Bach Mai, a BAFA major and a senior at Lang for a B.A. degree in Arts in Context with a Dance concentration, is currently repeating Ballet Technique 1 with the freshman dance majors. He wishes there were four levels of modern and ballet technique classes so that one’s skills can actually build up. “In an ideal world, we would have more technique classes so our technique can actually improve,” he said, “cause it is not.”


The freshman dance majors at Lang study four and half hours of Modern technique and three hours of Ballet technique per week.


Mary Carpenter, the instructor for Ballet Technique 1, recommends eight hours of ballet technique classes a week for serious dancers. “Students cannot improve at all with just two ballet classes a week. It is just a fact,” she said.


Being a liberal arts college, Lang’s dance program is not a program for professional ballerinas.

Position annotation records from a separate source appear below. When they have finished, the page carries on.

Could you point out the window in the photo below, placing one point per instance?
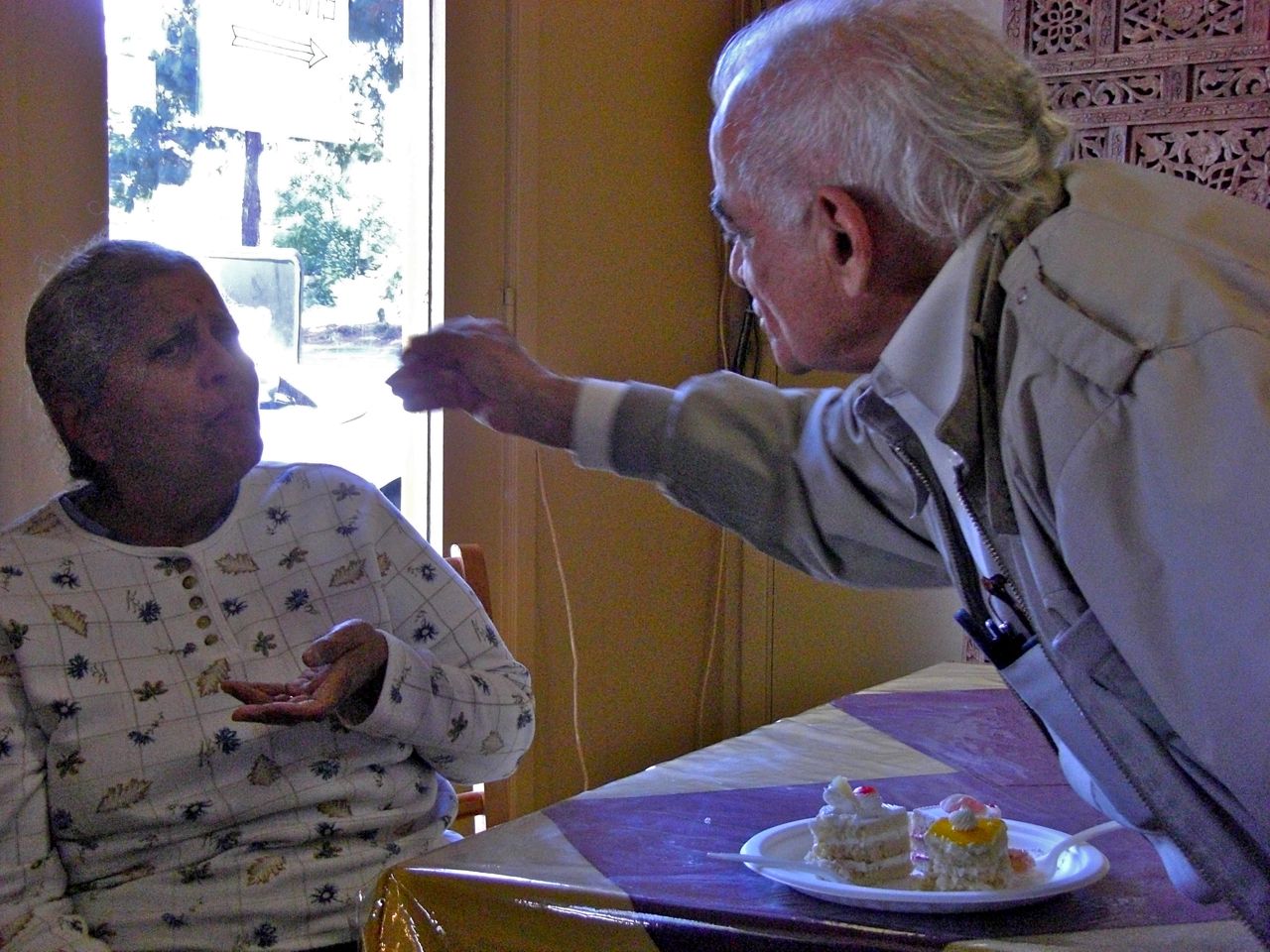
(287, 145)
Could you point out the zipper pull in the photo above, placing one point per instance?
(998, 588)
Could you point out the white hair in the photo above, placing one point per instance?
(917, 102)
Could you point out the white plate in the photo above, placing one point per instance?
(1079, 867)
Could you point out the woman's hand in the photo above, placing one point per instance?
(344, 676)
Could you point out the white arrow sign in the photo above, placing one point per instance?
(280, 67)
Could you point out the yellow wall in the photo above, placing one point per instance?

Liberal arts colleges’ dance programs usually cater to those who wish to pursue academics as well as dance, and thus do not prepare the students for professional careers in dance. Danielle Goldman, the Dance Department coordinator at Lang, said, “We want to train dancers to be able to consider dance in a social and historical context, to gain diverse understandings of the body, and to be able to articulate their artistic choices.”


At Lang, academic and liberal arts classes receive equal weight with the studio dance classes. During the four years of a dance major’s college career, only nine credits of studio technique classes are required. The dancers satisfy the rest of their track requirements by taking Aesthetics, Anatomy and Kinesiology, Improvisation, Choreography, Dance History, and four Integrative Arts courses. Rather than training dancers to replicate existing idioms, the Lang dance program seeks to train dancers to think critically about their art.


The advantage of liberal arts dance programs is that it offers dancers more flexibility to explore other interests, take other liberal arts courses, or even double major. Unlike the dance conservatories in the country that offer Bachelor of Fine Arts degrees, Lang offers its dancers a Bachelor of the Arts degree. However, dance majors at Lang do not earn a bachelor’s degree in dance; rather they graduate with a B.A. in the Arts, with a Concentration in Dance.


When asked about the role that technique classes should play in a liberal arts dance program, Ms. Carpenter said, “I don’t think students should be in [technique] classes every minute, but if we are calling ourselves a dance program, technique classes need to have their due.”


The dance department is only allowed to offer thirteen courses a semester under the course master code LDAN. According to Ms. Goldman, the department is currently going through some changes, and there have been conversations between the dance department and Simonetta Moro, the Chair of the Arts. There has been talk about adding a third ballet class to the Fall 2011 curriculum for Ballet Technique courses. Ms. Goldman also alluded to a possible gathering of the dancers and the dance faculty sometime this semester. She sees the dance family get-together as an opportunity for all the students and faculty to get to know each other even better and to exchange ideas on how to improve the dance department.